La Conquista: When returning home after the execution, Joe Hamilton receives an e-mail sent by Alma herself, in which she tells him a story dating back to the year 1500. This song is the beginning of that e-mail, narrating the journey by sea of Hernan Cortés's army and their arrival to Mexico's shores, as well as the fear that the natives felt when they saw white men coming to their lands in strange floating wooden mountains. One of the main characters in the story is introduced, Pedro de Alcázar, a soldier in Cortés's army. He begins to realize the evil that will fall over the people they'll find on this New World, all in order to take their gold and their lands.

Alma: The song introduces another main character, Azaak, an 18-year-old native made prisoner by the Spaniards, who imprisoned any woman capable of giving birth. When Pedro sees her for the first time, he's captivated by her beauty; in that moment she is surrounded by a group of old women crying their hearts out. Pedro asks Azaak about them, and she shows him a litter made of leaves with a 4-year-old lying sick there. After that, the old women start a song in order to save the child's soul.

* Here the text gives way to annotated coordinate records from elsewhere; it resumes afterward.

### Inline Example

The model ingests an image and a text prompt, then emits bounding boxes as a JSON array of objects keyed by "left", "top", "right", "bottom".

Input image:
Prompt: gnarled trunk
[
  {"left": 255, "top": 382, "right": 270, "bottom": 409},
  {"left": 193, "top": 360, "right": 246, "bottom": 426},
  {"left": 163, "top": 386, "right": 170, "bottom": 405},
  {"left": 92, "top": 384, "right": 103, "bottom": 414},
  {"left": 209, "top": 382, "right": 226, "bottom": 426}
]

La Costa del Silencio: In this song, Azaak tells that for every evil against the sea and against Mother Nature, we'll be punished by her [Mother Nature] because of our actions. Azaak foretells that in many years, when the humans no longer need the wind to travel by sea, a big catastrophe will happen in a place called Galicia.